During the past month, European Central Bank (ECB) and European Banking Authority (EBA) responded to EU Commission Call For Advice ('CfA') on the EU macroprudential framework review of the Capital Requirements Regulation (CRR) and Capital Requirements Directive (CRD).

It is notable that EBA seems more conservative in its views by proposing only minor changes compared to ECB opinion. EBA suggests to analyze the finalized Basel III framework and its interaction with e.g. the resolution requirements in more detail before amending to the current frameworks.


Differences

EBA proposes no changes at all concerning AT1 instruments whereas:

  • Firstly, ECB proposed reviewing the CRR definition of "distributable items" to ensure that only profitable banks or banks with positive retained earnings could pay AT1 coupons or CET1 dividend payments.
  • Secondly, ECB proposed to improve the loss absorption by requiring AT1 classification as equity and removing the need for an "obsolete" trigger at the 5.125% CET1 level. This might have an impact on the tax treatment of AT1 coupons, depending on the implementation.
  • Thirdly, ECB calls for improving the permanence and adding more rigidity to the current AT1 regime by requiring calls to be enforced "only if replaced with a CET1 instrument or a cheaper AT1 instrument". This would limit the flexibility of repayment options of issuers in future.

 

EBA advocates establishing a floor method for setting O-SII buffer rates in the EU. This would protect against under-calibration and promotes financial harmonization. However, since O-SII buffers are not releasable and may decrease the usability of releasable buffers, ECB is not supporting the extension of leverage buffers to O-SII buffers at this time.


Similarities

Both institutions think that a more significant amount of releasable capital buffers, such as a releasable capital conservation buffer (CCoB), a releasable countercyclical capital buffer (CCyB), and a releasable systemic risk buffer (SyRB) have to be applied. In addition, EBA states that the capital conservation buffer (CCoB) has to be higher than 2.5% when facing increased environmental risks.

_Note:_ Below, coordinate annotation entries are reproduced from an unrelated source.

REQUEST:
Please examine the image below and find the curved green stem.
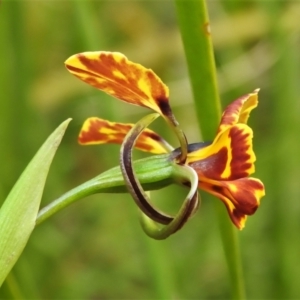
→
[175,0,245,299]
[141,164,199,240]
[36,154,173,225]
[120,113,173,224]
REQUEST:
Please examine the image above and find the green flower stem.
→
[36,154,173,225]
[141,164,198,240]
[175,0,245,299]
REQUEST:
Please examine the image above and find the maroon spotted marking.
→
[228,127,252,180]
[190,147,228,180]
[220,95,249,130]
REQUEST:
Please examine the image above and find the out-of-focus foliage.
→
[0,0,300,299]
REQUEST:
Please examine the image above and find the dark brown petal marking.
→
[228,126,253,180]
[220,95,249,130]
[190,147,228,180]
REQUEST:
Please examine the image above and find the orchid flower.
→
[65,51,265,238]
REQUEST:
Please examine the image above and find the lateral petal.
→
[78,117,172,154]
[218,89,259,132]
[65,51,172,118]
[199,178,265,229]
[187,124,255,180]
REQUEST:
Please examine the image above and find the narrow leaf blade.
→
[0,119,71,286]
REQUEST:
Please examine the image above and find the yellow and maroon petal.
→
[199,178,265,229]
[78,117,172,154]
[65,51,172,119]
[218,89,259,132]
[187,124,255,180]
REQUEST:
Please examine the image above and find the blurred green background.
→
[0,0,300,299]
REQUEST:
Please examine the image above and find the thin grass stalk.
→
[175,0,245,299]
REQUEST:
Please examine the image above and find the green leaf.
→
[0,119,71,286]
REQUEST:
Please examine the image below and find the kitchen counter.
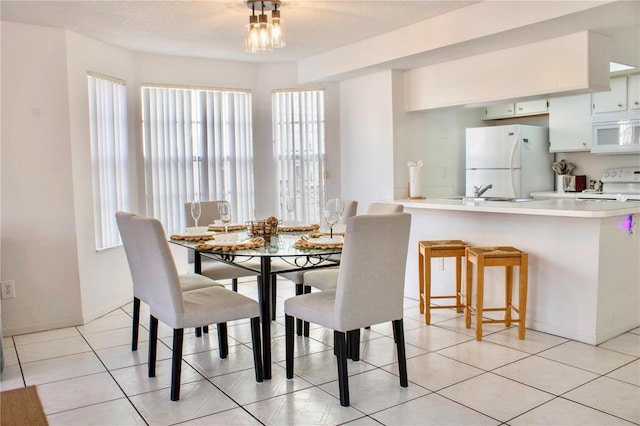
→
[394,199,640,345]
[396,198,640,217]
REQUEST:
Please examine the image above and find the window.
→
[87,73,129,250]
[142,86,254,233]
[272,90,325,223]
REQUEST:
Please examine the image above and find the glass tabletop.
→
[171,231,342,257]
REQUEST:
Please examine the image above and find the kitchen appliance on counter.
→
[577,166,640,201]
[465,124,554,198]
[591,110,640,154]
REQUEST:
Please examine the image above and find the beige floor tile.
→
[493,356,598,395]
[598,333,640,357]
[38,372,124,415]
[22,352,107,386]
[47,398,146,426]
[371,393,501,426]
[437,340,530,370]
[131,380,238,425]
[509,398,633,426]
[320,369,429,414]
[607,360,640,386]
[438,373,553,422]
[383,353,484,391]
[564,377,640,424]
[244,388,363,426]
[211,365,312,405]
[538,341,634,374]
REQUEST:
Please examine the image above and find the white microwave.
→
[591,110,640,154]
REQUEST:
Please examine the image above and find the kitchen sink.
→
[442,196,533,203]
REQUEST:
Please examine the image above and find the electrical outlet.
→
[0,280,16,299]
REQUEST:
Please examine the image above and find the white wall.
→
[66,31,138,322]
[1,22,82,335]
[340,71,394,214]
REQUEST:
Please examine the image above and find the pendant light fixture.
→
[245,0,285,53]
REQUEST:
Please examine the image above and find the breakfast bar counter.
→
[395,199,640,344]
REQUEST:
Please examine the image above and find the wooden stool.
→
[464,247,529,340]
[418,240,469,324]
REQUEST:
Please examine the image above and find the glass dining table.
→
[171,231,342,379]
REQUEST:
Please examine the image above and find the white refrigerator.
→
[465,124,554,198]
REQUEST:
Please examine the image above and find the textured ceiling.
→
[0,0,477,62]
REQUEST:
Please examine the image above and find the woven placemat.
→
[293,236,342,249]
[171,234,214,241]
[196,237,264,251]
[278,224,320,232]
[208,224,247,232]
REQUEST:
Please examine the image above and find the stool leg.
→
[418,248,424,314]
[476,258,484,341]
[518,253,529,339]
[464,258,473,328]
[422,249,431,324]
[456,256,462,312]
[504,266,513,327]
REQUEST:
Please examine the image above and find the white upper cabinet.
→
[549,94,591,152]
[515,99,549,115]
[627,74,640,109]
[591,77,627,114]
[482,104,515,120]
[482,99,549,120]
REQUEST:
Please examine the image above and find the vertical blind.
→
[272,90,325,223]
[87,73,129,250]
[142,86,254,233]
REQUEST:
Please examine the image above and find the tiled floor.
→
[0,278,640,425]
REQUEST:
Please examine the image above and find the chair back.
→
[334,213,411,331]
[116,212,184,325]
[367,203,404,214]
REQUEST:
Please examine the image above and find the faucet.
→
[473,184,493,197]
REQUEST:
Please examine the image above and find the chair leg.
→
[333,330,349,407]
[148,315,158,377]
[393,318,409,388]
[302,285,311,337]
[171,328,184,401]
[218,322,229,359]
[131,297,140,351]
[271,274,278,321]
[284,314,294,379]
[347,329,360,361]
[296,283,304,336]
[251,317,264,382]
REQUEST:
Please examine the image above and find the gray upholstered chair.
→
[116,212,263,401]
[284,213,411,406]
[302,203,404,293]
[184,201,260,291]
[271,199,358,336]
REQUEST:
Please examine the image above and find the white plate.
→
[307,236,344,246]
[180,231,216,238]
[206,239,251,247]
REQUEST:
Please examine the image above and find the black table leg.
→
[258,256,271,379]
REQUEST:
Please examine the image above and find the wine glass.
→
[218,201,231,234]
[191,200,202,228]
[324,208,340,238]
[286,195,296,221]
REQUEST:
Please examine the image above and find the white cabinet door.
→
[516,99,549,116]
[627,74,640,109]
[482,104,515,120]
[549,94,591,152]
[591,77,627,114]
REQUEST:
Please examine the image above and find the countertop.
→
[394,197,640,218]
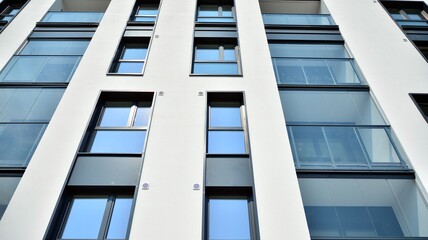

Both institutions suggest enhancing the CCyB framework's flexibility and effectiveness by releasing it during times of stress and activating it more appropriately during the build-up phase.

 

One Side Ideas

EBA considers it too early to incorporate new macroeconomic tools concerning the systematic aspects of environmental risks, crypto assets and cyber security.


ECB is willing to improve information exchange between resolution, competent and designated authorities amidst the increased complexity of the capital framework. Specifically, the EU Commission should determine whether the leverage ratio and MREL requirements impede buffer usability.